The Peterson Cos., which lease the area from the county, can adopt rules that promote public safety, the letter acknowledged. However, Leggett argued in the letter that the leasing agreement “does not change the character of Ellsworth [Drive] as a public forum.”

I.J. Hudson, a former TV news reporter and currently a spokesperson for Peterson Cos., told The Penguin that the management company was looking closely at Leggett’s letter.

The company’s policies were under review and would “meet both the developers’ obligations to the county and the needs of the entire community, including the First Amendment rights of our patrons and other visitors,” Hudson wrote in an email to The Penguin.

The free-speech discussion began in June, when security guards at the shopping center asked local shutterbug Chip Py to stop snapping pics on Ellsworth Drive. The incident sparked a Fourth of July “photo walk” and demonstration.

“There never has been a ‘no photography’ policy,” Hudson told Silver Spring’s citizens advisory board earlier this month. However, he said the Peterson Cos. do ask people to practice “respectful photography” that considers patrons’ privacy and doesn’t block walkways.

Members of the citizens advisory board worry that the issue could extend beyond the ability to take photos. During one election year, board member Mark Woodard said security guards asked him to stop distributing campaign fliers on Ellsworth Drive.

The incident, he said, was “an unconscionable violation of my civil rights.”

Hudson said Peterson Cos. has been consistent with its approach to the matter. “We said we’d review the photography policy, and we changed it. The same is true with our further reviews,” he wrote in his email.

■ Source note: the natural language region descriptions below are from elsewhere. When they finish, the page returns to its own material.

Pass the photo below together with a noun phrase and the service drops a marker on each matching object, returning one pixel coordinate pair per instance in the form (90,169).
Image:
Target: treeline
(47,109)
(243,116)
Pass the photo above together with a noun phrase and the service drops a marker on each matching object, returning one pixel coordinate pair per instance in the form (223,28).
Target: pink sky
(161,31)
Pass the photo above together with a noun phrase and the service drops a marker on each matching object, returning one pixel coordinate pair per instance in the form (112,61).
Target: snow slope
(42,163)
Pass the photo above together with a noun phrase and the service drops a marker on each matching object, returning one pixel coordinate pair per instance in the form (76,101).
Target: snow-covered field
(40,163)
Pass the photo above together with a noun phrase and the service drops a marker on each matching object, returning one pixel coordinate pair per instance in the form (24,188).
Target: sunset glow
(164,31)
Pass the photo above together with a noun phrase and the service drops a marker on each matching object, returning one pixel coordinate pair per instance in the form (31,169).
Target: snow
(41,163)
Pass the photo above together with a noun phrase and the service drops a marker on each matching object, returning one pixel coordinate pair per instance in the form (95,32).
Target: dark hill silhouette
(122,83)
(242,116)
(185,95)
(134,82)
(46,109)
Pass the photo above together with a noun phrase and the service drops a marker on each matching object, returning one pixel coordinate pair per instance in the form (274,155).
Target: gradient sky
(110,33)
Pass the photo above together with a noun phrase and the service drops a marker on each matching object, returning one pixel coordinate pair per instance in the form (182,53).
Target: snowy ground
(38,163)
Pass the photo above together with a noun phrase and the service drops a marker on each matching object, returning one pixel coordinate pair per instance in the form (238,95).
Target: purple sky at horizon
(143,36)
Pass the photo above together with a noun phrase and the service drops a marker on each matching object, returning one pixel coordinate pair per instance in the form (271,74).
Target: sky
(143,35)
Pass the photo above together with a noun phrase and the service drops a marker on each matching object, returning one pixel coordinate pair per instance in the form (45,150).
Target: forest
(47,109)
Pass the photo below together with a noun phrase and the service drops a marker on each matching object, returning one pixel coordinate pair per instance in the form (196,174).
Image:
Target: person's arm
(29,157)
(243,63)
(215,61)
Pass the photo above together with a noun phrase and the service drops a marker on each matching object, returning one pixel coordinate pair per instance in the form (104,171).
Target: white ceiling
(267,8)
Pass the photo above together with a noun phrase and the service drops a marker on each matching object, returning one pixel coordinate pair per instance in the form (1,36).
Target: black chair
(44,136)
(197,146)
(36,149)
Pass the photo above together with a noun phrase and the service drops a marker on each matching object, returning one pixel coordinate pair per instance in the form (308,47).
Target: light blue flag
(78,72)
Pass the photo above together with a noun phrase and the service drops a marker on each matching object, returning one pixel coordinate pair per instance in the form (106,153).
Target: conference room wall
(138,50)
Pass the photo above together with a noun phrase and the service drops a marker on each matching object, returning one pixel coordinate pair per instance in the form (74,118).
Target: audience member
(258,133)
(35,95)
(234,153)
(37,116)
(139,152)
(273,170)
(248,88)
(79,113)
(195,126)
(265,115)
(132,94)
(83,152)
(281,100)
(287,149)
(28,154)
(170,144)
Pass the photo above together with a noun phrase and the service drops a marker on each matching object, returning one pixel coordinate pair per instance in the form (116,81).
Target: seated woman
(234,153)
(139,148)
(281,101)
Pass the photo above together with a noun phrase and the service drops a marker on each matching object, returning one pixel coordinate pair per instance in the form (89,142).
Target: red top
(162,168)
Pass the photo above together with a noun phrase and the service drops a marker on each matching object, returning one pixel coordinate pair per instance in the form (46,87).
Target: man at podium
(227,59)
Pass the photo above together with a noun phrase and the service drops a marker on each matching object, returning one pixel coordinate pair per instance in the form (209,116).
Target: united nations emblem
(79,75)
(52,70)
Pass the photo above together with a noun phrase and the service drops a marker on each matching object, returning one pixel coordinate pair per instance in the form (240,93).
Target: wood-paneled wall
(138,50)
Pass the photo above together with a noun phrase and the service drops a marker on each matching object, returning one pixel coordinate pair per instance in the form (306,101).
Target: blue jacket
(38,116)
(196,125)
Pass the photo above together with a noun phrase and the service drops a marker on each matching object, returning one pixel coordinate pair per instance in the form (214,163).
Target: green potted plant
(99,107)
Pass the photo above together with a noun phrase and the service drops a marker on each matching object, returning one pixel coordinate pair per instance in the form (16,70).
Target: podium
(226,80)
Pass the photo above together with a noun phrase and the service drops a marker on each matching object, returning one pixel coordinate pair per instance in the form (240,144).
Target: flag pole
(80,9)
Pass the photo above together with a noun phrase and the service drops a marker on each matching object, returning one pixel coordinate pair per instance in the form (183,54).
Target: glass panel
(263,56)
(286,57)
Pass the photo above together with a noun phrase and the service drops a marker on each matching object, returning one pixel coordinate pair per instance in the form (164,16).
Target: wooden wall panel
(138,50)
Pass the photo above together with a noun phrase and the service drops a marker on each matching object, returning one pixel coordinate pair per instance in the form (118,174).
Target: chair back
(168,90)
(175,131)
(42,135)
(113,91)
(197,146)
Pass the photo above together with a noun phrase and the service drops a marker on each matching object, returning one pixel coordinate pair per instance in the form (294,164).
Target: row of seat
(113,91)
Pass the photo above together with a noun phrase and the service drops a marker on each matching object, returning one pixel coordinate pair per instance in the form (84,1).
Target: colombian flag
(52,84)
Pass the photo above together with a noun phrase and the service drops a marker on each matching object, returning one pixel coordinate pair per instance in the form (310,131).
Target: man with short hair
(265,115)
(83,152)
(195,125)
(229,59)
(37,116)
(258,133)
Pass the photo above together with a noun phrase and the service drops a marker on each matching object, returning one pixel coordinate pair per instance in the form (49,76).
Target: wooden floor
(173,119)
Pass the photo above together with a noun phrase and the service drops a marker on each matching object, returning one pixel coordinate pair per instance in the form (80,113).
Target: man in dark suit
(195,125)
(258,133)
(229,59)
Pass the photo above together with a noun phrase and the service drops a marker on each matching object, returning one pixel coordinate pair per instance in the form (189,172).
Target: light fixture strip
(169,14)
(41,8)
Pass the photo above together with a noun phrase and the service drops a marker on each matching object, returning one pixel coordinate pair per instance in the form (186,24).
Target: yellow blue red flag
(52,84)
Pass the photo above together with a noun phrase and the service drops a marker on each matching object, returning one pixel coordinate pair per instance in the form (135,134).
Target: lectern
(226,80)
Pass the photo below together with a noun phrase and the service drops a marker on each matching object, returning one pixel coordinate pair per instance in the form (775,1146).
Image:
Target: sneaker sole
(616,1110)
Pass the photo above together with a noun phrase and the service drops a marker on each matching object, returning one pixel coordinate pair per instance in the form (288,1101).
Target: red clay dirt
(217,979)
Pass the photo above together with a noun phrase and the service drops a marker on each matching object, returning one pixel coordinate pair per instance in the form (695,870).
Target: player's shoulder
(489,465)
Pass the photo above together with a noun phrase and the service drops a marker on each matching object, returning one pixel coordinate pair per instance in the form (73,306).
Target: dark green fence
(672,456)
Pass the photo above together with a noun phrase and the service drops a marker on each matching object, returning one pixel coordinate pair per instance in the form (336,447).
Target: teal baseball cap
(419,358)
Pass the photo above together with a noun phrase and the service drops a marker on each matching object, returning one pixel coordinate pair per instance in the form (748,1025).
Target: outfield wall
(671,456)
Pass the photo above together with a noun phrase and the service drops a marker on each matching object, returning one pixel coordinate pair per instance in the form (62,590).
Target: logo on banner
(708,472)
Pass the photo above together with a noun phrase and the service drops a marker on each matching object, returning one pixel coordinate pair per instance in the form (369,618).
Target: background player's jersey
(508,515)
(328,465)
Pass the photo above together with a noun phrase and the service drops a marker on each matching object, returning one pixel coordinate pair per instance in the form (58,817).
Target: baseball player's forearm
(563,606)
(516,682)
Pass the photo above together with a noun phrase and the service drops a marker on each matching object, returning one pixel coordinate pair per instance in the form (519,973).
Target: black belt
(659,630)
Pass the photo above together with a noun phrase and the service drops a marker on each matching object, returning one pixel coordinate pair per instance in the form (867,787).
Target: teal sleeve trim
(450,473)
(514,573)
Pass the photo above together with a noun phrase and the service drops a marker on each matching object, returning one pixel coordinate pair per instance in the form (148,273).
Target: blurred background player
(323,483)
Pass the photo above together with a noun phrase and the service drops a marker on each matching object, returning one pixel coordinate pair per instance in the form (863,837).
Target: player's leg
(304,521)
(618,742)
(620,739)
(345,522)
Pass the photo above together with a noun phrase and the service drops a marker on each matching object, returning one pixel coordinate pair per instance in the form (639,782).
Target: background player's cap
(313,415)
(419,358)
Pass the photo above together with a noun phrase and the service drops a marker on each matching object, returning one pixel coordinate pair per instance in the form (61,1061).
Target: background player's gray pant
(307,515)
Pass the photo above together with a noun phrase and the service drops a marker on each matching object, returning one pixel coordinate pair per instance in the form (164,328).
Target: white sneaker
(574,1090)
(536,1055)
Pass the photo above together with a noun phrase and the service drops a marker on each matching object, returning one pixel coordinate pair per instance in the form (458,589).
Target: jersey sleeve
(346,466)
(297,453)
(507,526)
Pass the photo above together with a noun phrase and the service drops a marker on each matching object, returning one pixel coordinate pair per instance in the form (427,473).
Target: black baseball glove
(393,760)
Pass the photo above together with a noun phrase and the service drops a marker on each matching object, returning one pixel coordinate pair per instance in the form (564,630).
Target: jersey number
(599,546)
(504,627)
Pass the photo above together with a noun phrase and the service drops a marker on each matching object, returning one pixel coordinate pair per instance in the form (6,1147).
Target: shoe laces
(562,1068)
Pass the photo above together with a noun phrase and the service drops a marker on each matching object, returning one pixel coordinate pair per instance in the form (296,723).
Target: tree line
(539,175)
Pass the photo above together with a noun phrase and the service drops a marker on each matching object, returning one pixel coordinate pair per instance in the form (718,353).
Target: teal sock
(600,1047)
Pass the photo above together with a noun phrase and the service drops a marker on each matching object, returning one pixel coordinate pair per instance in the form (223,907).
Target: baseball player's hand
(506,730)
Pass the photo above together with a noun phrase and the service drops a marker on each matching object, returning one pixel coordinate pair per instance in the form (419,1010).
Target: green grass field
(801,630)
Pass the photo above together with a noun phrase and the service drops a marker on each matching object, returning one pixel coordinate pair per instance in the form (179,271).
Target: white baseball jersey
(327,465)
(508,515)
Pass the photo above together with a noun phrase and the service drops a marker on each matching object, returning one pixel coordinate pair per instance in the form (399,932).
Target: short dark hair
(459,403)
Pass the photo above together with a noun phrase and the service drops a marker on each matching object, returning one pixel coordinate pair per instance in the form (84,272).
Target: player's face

“We will do the right thing,” Hudson added.

 

7 Responses to “Downtown policy contradicts free speech, Leggett says”

  1. David Zakar says:

    Unless Mr. Legget’s got a clause in the lease about this issue, I don’t see where he has a legal leg to stand on. The county can consider Ellsworth Drive whatever they want – the courts will not find the issue nearly as simple.

  2. Wee says:

    Who says Peterson Cos. has a legal leg to stand on either? Obviously since they’re responding so quickly to this, they must’ve done something wrong and they’re working hard to fix it.

  3. David Zakar says:

    “Who says Peterson Cos. has a legal leg to stand on either?”

    The case law for malls and photography is quite well established, from what I understand. There’s no reason to think this would change just because you’re outdoors. Peterson leased out Ellsworth Drive, and thus, they make the rules.

  4. I’ve got a copy of Peterson’s lease with the county. I’ll bounce it to a couple of lawyers to see what they think.

  5. Wee says:

    David, unless you’ve seen the lease agreement (for $1/year if I remember correctly), you can’t make a broad statement about legalities from either side of the fence. If the lease doesn’t mention anything about photography or privacy on the street, (or even better, if it specifically stipulates that first amendment rights are protected) then it would be perfectly fine to assume that there’s nothing wrong with taking pictures or videos or handing out political flyers. That was the point of my response.

  6. Pennster says:

    Signing a lease doesn’t mean that whoever is the lessee has the right to impose anything they want. Usually the lessor includes provisions in the lease as to what is and what is not allowed (same thing that would happen leasing a car or an apartment). It’s not like Peterson actually bought the street. That would be different.

  7. David Zakar says:

    Good points – I didn’t consider that leasing public property as a private entity might be different than leasing private property as a private entity.

    I’m definitely eager to hear what the lease says about what rights were handed out.